Data model, Digital libraries, Query language, SPARQL.

1. Introduction and objectives

We introduce a data model for digital libraries and an associated query language for discovering objects of interest based on content or description. We follow the approach introduced in [5, 4] and we also outline possible mappings of the data model into RDF and of the query language to SPARQL. A longer version of this work can be found in [7]. The basic notion of the model is that of a digital object (or simply object). Intuitively, we think of a digital object as a piece of information in digital form such as a PDF document, a JPEG image, a URI and so on. As such, a digital object can be processed by a computer; for instance it can be stored in memory and displayed on a screen.

More formally, let O stand for a collection of objects. We assume O to be non-empty and countable. We assume that each digital object can be viewed using an appropriate mechanism (e.g., a PDF document can be printed, a JPEG image can be displayed on a screen, a URI can be shown as a string of characters).

Given an object o O, we use view(o) to denote the result of viewing o. We make the assumption that each object is viewable and that an object is always viewed in one and the same way. Formally, this means that view is a total function having the set O as domain. The range of the view function, as well as the technical details of how it is implemented, are outside the scope of our model.

In what follows we shall illustrate how digital objects are used to model digital libraries, highlighting the roles that they play in the various components that make up a DL.
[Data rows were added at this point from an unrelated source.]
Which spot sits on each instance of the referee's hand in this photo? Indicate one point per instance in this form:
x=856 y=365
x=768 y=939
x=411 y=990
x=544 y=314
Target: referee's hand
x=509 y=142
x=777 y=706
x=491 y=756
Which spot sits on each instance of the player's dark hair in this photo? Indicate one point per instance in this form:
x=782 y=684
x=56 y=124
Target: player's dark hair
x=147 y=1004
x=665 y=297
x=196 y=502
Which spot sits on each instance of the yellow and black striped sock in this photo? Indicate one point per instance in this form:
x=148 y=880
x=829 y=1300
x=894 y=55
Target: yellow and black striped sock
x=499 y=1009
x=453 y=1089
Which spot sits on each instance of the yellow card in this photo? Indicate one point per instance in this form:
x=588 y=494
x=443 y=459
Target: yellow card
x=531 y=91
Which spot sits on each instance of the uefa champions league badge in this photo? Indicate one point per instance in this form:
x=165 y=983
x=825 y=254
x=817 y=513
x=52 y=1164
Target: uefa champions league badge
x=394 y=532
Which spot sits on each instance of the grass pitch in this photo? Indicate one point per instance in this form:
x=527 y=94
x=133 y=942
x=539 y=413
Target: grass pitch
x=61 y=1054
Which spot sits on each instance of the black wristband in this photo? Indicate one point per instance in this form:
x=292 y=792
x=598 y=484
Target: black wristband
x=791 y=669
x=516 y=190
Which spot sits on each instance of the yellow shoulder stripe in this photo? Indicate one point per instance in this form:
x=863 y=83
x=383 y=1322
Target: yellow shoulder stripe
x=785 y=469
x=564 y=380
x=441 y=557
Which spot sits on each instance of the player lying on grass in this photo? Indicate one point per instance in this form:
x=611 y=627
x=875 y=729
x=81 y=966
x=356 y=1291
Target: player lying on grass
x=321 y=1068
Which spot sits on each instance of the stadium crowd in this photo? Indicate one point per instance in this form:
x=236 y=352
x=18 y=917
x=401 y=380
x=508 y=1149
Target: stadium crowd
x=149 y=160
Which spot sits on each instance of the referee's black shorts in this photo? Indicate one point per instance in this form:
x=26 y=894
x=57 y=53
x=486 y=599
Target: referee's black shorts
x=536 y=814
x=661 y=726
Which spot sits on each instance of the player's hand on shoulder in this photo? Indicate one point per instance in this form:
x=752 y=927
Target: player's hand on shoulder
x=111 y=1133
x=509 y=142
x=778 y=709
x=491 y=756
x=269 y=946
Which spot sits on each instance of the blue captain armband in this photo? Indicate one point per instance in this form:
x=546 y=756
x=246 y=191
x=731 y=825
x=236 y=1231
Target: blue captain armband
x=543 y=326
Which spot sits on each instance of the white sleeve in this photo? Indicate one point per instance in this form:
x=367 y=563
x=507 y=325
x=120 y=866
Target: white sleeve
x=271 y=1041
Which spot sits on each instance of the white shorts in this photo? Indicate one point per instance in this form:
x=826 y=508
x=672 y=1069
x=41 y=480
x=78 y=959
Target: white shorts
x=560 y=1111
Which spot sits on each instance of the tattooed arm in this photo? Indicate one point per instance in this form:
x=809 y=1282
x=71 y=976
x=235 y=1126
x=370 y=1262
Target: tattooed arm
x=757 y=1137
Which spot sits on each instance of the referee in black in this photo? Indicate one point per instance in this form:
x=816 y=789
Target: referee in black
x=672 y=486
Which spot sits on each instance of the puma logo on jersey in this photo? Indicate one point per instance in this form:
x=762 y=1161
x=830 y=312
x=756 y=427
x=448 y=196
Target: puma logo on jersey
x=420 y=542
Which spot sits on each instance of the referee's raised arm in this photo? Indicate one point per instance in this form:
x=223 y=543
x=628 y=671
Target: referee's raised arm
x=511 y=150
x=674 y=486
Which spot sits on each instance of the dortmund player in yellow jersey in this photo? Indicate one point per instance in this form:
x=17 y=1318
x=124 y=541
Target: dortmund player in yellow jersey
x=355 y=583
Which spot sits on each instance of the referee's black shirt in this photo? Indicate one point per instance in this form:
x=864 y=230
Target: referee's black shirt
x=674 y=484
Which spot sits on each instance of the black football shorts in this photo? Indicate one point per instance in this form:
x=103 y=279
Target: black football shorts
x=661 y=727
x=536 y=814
The rest of the paper is structured as follows: Section 2 introduces digital libraries and Sections 3 and 4 describe the main components of a digital library, namely the repository and the knowledge base. Section 5 contains the definition of the query language, while section 6 gives examples of mapping the query language to SPARQL. Section 7 concludes.

2. Digital libraries

Roughly speaking, what we call a digital library (DL for short) is a set of digital objects and services that allow a community of users to access and re-use the digital objects. In particular, each object in the DL is associated with a view, a content, a number of descriptions and a number of versions. The users of the library should be able to perform the following tasks:

  • describe an object of interest according to the vocabulary of the community;
  • discover objects of interest based on content and/or description;
  • view the content of a discovered object;
  • identify an object of interest, in the sense of assigning to it an identity;
  • re-use objects in a different context (e.g. by adding them to the content of existing objects or by creating new complex objects);
  • create versions.

We note that the concept of DL constitutes a major departure from that of a traditional information system. Indeed, a traditional information system contains representations of real-world entities (such as employees and departments), while a DL contains the entities themselves.

We view a digital library (DL) as consisting of two parts: the DL repository, and the DL knowledge base. Informally, the DL repository holds the content of the DL (as a set of structured objects and their versions) and the DL knowledge base holds the descriptions of objects and the knowledge enriching them. In order to define these two parts formally, we need the notions of schema and database that we define now.

2.1 Schemas

Figure 1 shows the meta-schema graph (abbreviated as MSG), a labeled, directed graph giving the structure of a schema. The nodes in the MSG indicate schema entities, while the arcs indicate schema relations, as follows: an arc labeled l from node m to node n indicates a relation named l, having m as domain and n as range. Specifically, the entities of our schemas are classes and properties, and there are two main kinds of relations:

  • the relations capturing taxonomies of classes (isac) and of properties (isap), the former being defined over classes, the latter over properties;
  • the relations expressing the domain (dom) and the range (ran) of properties. Both these relations have properties as domains and classes as range.

Formally, a schema is a function σ that associates:

  • each node n of MSG with a finite subset σ(n) of digital objects, σ(n) ⊆ O,
  • and each arrow f : X → Y of MSG with a set-valued function σ(f) :

Set-valued functions are a convenient way of expressing binary relations; thus, σ(f) can also be seen as a binary relation having σ(X) as domain and σ(Y) as range.

Notice that we do not require σ(class) to be disjoint from σ(property). Indeed, it does not appear sensible that an object is both a class and a property; however, if an application needs such an object, it may have it; no ambiguity will arise, as context will always determine whether the property or the class is meant.

Fig.1: The metaschema graph

Since in a DL there will be several schemas, we will use a function sform to associate a digital object to a schema. Formally, for each object s def (sform), sform(s) is the schema identified by s. For notational convenience, we use the schema identifier as a function symbol; thus s(class) denotes the class set of the schema identified by s, and the same holds for all the other elements of a schema. Moreover:

  • each digital object c s(class) will be called a class in s; if c s (isac)(c′), we will say that c′ is a sub-class of c in s. Analogously, each digital object p s(property) will be called a property in s; if p s(isap)(p′), we will say that p′is a sub-property of p in s;
  • if c s(dom)(p) we say that c is a domain of p in s; analogously, if c s(ran)(p) we say that c is a range of p in s.

When no ambiguity may arise, we will omit the specification of the schema (e.g. using class in place of s(class)).

The classes and the properties of a schema may be shared with one or more other schemata, already in use. In fact, the elements of popular schemata, such as RDFS or the Dublin Core Metadata Set, are typically re-used in many schema definitions.

2.2 Databases

Given a schema s, a database over s is a function δs that associates:

  • each class c in s with a finite subset δs(c) of digital objects, δs(c) ⊆ O; δs(c) is called the extension of c in δs and any member of it is called an instance of c in δs;
  • each property p in s with a set-valued function δs(p) over the digital objects, δs(p) : O →P(O).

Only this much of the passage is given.